Fixed vs. Unfixed Divergence: For all agents, the median Div(P) for fixed bugs is significantly lower than for unfixed ( $p<10^{-5}$ , $\delta>0.47$ ). This emphasizes that repair hardness is closely linked to cross-hunk lexical, structural, and file-level variety (Nashid et al., 4 Jun 2025, Nashid et al., 14 Nov 2025).
Resource and Runtime Penalty: Failed repairs are consistently more resource-intensive. For example, Gemini-cli failed runs consume 343% more input and 190% more output tokens than successful repairs, with median repair time rising by 633.1 s. High agentic overheads (e.g., excessive NAVIGATE in Qwen, over-modification in Gemini-cli, and over-exploration in Claude) are observed across behavior logs (Nashid et al., 14 Nov 2025).

6. Tooling, Contextualization, and Future Implications

Hunk4J includes Birch for benchmarking and supports Maple, a repository-level Model Context Protocol facilitating AST-based retrieval and file/method/class localization. Empirical evaluation demonstrates that enabling repository interaction via Maple yields a 30% relative boost in Gemini-cli repair accuracy on a 50-bug sample, with largest improvements in localization and repair rates for more dispersed bugs. Direct LLM attempts remain ineffective for highly distributed Fragment-class bugs (Nashid et al., 14 Nov 2025).

The Hunk4J experience demonstrates a structural gap for current LLM and agentic repair strategies on real-world, heterogeneous, multi-hunk patches. It motivates development of divergence- and proximity-aware models, sophisticated context management, and explicit reasoning over patch structure.
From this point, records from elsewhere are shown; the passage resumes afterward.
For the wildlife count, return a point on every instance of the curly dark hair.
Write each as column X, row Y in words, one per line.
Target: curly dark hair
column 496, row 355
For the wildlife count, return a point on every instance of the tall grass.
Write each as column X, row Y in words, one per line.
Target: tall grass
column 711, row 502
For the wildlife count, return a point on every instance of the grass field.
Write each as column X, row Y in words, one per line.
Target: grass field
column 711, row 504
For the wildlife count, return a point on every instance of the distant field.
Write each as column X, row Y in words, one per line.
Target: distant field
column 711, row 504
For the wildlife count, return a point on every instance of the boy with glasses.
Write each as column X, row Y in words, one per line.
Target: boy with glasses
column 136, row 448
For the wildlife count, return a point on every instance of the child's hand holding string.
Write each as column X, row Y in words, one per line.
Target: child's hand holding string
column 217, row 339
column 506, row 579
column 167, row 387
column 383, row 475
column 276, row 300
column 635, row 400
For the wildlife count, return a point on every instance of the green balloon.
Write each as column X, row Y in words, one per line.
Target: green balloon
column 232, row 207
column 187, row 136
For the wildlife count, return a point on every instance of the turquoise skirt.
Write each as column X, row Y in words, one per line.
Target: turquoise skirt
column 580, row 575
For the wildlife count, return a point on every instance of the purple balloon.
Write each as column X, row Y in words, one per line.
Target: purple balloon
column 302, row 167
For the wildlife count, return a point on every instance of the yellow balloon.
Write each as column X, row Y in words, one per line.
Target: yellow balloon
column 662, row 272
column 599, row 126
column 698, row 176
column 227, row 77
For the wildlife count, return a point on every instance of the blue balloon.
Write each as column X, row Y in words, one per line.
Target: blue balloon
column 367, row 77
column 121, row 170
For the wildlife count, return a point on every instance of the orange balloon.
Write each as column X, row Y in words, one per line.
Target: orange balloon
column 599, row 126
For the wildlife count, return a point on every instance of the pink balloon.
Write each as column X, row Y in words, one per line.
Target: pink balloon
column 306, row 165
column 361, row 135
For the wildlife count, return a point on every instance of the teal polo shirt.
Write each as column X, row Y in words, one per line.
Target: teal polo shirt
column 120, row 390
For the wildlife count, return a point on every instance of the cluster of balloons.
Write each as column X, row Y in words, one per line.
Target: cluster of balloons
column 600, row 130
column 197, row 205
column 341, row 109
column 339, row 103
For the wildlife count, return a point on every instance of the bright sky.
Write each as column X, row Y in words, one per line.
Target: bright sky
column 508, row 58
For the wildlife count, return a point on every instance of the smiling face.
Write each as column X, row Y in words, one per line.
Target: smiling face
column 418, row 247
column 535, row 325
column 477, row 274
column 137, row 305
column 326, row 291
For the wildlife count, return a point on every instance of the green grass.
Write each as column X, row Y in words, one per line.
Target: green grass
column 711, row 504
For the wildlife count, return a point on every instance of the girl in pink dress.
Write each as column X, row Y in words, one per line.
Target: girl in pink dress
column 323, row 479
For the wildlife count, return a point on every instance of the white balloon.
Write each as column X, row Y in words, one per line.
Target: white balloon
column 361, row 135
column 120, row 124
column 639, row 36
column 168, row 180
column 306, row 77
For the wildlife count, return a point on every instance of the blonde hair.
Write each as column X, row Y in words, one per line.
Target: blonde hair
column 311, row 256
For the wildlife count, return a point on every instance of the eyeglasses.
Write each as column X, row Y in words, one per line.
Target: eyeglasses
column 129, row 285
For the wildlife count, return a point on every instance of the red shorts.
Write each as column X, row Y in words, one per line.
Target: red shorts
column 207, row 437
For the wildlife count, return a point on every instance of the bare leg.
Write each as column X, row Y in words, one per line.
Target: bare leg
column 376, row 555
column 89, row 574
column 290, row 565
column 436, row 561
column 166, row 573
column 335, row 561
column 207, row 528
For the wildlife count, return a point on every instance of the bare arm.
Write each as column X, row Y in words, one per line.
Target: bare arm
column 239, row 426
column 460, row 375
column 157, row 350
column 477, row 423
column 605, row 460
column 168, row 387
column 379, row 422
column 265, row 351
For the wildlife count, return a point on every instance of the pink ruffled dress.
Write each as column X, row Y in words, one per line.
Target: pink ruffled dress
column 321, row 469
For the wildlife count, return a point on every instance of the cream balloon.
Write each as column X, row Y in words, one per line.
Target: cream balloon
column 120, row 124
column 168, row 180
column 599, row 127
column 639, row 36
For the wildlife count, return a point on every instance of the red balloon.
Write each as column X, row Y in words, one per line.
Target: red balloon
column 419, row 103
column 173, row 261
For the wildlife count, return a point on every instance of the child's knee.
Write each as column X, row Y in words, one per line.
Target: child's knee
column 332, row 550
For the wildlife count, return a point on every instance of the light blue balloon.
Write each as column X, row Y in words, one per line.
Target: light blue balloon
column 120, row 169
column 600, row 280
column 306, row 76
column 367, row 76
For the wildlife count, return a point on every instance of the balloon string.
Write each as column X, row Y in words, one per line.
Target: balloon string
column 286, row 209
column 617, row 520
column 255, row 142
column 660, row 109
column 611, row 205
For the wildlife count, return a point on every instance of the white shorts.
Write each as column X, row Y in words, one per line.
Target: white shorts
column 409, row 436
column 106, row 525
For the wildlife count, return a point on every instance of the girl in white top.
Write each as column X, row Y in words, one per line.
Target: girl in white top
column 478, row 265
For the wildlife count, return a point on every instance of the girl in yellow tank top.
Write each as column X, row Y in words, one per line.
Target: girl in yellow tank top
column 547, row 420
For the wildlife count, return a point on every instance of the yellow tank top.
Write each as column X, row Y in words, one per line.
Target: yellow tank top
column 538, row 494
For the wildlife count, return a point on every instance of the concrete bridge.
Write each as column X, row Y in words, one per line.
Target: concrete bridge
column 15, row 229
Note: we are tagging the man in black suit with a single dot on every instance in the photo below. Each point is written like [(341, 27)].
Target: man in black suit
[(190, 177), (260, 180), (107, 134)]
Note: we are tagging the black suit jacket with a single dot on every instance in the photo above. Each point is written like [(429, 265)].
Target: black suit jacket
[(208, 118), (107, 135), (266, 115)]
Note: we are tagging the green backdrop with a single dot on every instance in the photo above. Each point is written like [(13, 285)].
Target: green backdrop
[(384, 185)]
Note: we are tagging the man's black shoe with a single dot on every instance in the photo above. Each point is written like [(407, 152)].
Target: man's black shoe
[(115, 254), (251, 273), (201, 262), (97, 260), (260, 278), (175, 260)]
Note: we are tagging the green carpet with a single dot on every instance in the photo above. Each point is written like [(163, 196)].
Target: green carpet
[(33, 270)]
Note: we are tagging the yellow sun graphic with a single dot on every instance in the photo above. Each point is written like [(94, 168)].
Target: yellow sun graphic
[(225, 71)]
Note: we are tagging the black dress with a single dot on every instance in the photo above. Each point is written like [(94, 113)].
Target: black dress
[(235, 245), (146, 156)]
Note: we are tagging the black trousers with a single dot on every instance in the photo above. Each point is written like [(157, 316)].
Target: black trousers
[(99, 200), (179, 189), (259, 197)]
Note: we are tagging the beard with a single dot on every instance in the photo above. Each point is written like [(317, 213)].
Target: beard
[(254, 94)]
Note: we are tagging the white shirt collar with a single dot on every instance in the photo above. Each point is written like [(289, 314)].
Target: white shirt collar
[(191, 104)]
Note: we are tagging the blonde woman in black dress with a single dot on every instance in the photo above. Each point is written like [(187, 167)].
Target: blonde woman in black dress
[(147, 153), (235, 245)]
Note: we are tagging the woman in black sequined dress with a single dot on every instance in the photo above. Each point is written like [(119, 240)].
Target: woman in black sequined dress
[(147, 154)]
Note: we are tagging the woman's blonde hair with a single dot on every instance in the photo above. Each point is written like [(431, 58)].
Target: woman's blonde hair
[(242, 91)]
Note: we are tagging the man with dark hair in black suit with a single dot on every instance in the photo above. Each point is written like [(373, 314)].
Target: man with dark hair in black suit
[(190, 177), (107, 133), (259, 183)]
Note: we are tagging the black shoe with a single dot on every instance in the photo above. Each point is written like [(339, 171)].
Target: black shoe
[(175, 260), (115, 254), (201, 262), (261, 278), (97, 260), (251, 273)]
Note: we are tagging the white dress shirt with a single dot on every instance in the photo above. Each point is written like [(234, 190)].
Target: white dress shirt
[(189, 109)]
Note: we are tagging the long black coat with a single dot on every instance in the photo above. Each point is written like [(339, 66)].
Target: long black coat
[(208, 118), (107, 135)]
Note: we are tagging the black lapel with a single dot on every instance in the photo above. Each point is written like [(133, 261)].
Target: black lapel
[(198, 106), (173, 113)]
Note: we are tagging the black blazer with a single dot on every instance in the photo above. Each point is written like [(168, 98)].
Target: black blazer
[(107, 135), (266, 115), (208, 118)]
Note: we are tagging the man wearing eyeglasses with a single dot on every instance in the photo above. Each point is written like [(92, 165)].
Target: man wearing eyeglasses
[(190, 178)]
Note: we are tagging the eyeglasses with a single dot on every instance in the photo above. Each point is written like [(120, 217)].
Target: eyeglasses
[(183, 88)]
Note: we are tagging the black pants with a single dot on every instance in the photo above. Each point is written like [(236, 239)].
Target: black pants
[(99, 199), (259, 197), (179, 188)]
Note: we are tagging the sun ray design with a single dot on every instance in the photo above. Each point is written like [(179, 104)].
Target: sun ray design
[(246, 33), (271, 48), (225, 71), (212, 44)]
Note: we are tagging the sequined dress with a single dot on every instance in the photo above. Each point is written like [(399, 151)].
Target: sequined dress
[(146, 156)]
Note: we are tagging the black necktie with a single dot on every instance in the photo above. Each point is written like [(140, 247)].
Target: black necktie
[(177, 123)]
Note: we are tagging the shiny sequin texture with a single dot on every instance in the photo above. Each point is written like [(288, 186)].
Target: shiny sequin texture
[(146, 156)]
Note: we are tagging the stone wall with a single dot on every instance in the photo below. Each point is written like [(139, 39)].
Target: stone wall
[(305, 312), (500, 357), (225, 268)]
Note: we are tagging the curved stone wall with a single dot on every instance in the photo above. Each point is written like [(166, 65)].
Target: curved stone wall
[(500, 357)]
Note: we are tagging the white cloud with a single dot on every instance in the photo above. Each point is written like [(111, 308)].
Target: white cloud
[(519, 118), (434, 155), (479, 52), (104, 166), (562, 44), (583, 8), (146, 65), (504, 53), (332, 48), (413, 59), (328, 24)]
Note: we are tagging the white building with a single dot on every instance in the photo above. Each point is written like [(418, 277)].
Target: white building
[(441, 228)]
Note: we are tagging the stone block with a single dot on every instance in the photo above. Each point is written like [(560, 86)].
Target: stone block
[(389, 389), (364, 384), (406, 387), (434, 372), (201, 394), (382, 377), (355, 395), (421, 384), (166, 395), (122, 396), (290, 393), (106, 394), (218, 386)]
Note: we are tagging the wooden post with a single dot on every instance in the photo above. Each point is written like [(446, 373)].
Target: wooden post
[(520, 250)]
7. Significance and Research Impact

Hunk4J is the first large-scale dataset to operationalize hunk divergence and spatial proximity as first-class, quantitatively tractable features for multi-hunk repair. It provides the community with:

A reproducible source of real-world, multi-hunk repair challenges.
Metrics and annotations for quantitative and stratified analysis of repair systems.
A reference benchmark setting for evaluating divergence robustness, localization efficacy, and behavioral patterns in LLMs and agents.

The Hunk4J corpus and its associated benchmarking tools have become integral to recent studies investigating behavioral dynamics, trajectory-level analytics, and the architecture of repair-capable AI agents for challenging patch dispersion settings (Nashid et al., 4 Jun 2025, Nashid et al., 14 Nov 2025).